Search code examples
reactive-programmingspring-webfluxproject-reactorreactive-streams

Emitting from Flux<String> until one of conditions are met?


I am given an InputStream which is representing a resources (most probably a .txt file) and my assignment is to parse lines of that file.

I have to make my program as modifiable as possible, meaning that today I'm reading from a file, but tomorrow data could arrive over a TCP stream from the other side of the world. No assumptions should be made about the speed at which new lines are arriving.

Having that in mind, I decided to try asynchronous/reactive approach (if someone could provide some good resource to explain the difference, that would be grate).

I added in pom.xml:

    <!-- https://mvnrepository.com/artifact/org.springframework.boot/spring-boot-starter-webflux -->
    <dependency>
        <groupId>org.springframework.boot</groupId>
        <artifactId>spring-boot-starter-webflux</artifactId>
        <version>2.4.4</version>
    </dependency>

Also, I have to read/parse the file until 100 lines have been processed or until 30 seconds have been passed since I started with processing. So which ever condition is met, processing should stop.

So far, I have:

    String absolutePath = "C:\\Users\\User\\Desktop\\input.json"; 
    InputStream is = new FileInputStream(absolutePath);
    
    
    Flux<String> stringFlux = Flux.using(
            () -> new BufferedReader(new InputStreamReader(is, StandardCharsets.UTF_8)).lines().limit(100),
            Flux::fromStream,
            Stream::close
    ).take(100);
    
    stringFlux
    .subscribe(s -> System.out.println(s + " " + new Date()), (error) -> System.out.println(error),  () -> System.out.println("complete Chanel"));

I deliberately left .limit(100) and .take(100) since I'm not sure which is better (maybe both are wrong?). Also, I don't know how to set up time constraint.


Solution

  • I have to read/parse the file until 100 lines have been processed

    You've outlined the two sensible options here - you either limit the underlying stream, or you limit the flux itself. Usually I advocate applying the limit to the source if at all possible (which would be the stream in this case), but if you want to be able to swap out that source easily and keeping the limit in place, then applying take(100) on the outer flux might be the better option.

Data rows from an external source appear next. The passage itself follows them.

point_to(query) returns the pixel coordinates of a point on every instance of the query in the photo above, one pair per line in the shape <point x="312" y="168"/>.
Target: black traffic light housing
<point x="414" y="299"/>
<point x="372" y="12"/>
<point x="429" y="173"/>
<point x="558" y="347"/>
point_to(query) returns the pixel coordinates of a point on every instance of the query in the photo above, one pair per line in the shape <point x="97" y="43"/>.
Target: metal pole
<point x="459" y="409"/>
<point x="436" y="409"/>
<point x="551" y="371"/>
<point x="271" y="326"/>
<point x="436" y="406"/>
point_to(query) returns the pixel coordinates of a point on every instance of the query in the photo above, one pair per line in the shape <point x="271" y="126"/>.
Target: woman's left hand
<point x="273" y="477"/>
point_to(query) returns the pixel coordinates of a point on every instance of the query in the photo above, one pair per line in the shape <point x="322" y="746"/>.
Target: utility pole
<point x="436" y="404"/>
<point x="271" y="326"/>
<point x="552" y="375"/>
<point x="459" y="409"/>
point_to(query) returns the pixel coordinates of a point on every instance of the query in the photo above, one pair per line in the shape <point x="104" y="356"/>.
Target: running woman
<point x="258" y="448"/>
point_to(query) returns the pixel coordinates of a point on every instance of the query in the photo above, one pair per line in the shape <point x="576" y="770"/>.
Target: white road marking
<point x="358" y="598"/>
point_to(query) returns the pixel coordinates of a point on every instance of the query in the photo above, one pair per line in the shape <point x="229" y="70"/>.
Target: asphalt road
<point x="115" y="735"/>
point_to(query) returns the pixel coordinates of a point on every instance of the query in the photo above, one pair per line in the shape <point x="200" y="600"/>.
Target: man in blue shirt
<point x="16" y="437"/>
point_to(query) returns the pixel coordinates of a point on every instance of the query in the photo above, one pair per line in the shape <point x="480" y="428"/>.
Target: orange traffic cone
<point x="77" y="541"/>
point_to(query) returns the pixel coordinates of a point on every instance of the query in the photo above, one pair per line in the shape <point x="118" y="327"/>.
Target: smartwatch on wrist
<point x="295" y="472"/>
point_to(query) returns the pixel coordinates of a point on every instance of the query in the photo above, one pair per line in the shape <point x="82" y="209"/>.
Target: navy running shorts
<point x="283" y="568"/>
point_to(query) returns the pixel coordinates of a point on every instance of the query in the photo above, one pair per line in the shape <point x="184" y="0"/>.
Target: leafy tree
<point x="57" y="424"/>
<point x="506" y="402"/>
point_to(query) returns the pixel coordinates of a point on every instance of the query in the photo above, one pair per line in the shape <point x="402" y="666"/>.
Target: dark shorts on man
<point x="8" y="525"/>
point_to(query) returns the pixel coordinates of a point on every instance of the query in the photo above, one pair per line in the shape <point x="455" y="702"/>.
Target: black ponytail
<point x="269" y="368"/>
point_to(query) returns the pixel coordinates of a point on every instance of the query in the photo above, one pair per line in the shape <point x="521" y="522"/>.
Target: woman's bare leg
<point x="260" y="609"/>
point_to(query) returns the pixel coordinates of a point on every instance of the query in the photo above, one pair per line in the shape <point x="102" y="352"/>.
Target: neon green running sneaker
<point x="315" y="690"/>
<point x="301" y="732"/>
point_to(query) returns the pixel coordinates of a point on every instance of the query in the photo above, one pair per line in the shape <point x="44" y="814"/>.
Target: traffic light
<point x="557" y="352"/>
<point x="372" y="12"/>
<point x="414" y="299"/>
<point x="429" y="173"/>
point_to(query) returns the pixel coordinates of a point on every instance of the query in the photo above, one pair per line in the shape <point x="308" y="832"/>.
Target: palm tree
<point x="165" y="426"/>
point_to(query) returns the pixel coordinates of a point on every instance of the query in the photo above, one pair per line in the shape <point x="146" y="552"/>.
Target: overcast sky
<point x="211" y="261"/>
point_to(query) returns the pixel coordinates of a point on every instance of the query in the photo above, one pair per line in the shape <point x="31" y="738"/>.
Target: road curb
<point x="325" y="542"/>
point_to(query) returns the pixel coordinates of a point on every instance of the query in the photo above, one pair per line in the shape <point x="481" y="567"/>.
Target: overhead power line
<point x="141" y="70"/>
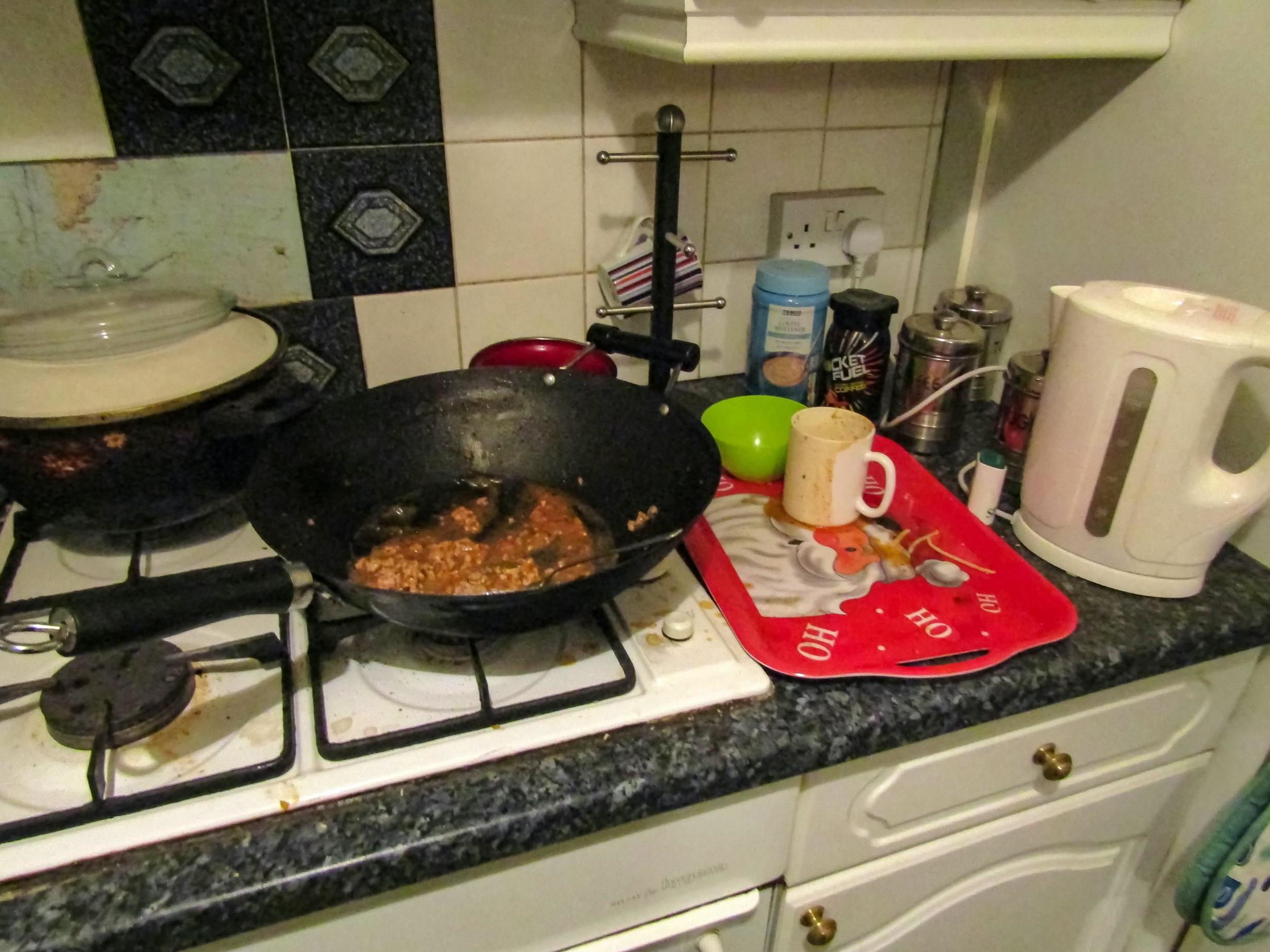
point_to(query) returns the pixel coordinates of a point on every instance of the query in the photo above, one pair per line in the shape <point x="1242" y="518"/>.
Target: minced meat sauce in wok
<point x="487" y="535"/>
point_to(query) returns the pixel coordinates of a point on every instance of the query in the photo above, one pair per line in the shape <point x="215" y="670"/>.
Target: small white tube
<point x="986" y="486"/>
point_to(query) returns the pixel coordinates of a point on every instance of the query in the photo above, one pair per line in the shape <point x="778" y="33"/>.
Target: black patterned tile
<point x="375" y="220"/>
<point x="329" y="329"/>
<point x="357" y="71"/>
<point x="186" y="77"/>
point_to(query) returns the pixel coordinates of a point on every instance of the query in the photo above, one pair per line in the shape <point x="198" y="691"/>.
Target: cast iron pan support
<point x="666" y="237"/>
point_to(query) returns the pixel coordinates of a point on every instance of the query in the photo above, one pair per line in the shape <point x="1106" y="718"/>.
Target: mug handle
<point x="887" y="494"/>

    It's up to you really, there's no hard and fast rule as to what's better here - pick one or the other.

    ...or until 30 seconds have been passed since I started with processing.

    There's another overload of take() that uses Duration. Just use that, so your flux ends with .take(100).take(Duration.ofSeconds(30)).

    (Not wholly relevant to the question, but as a general note - Files.lines() is a more succinct way of reading a file rather than using the BufferedReader these days.)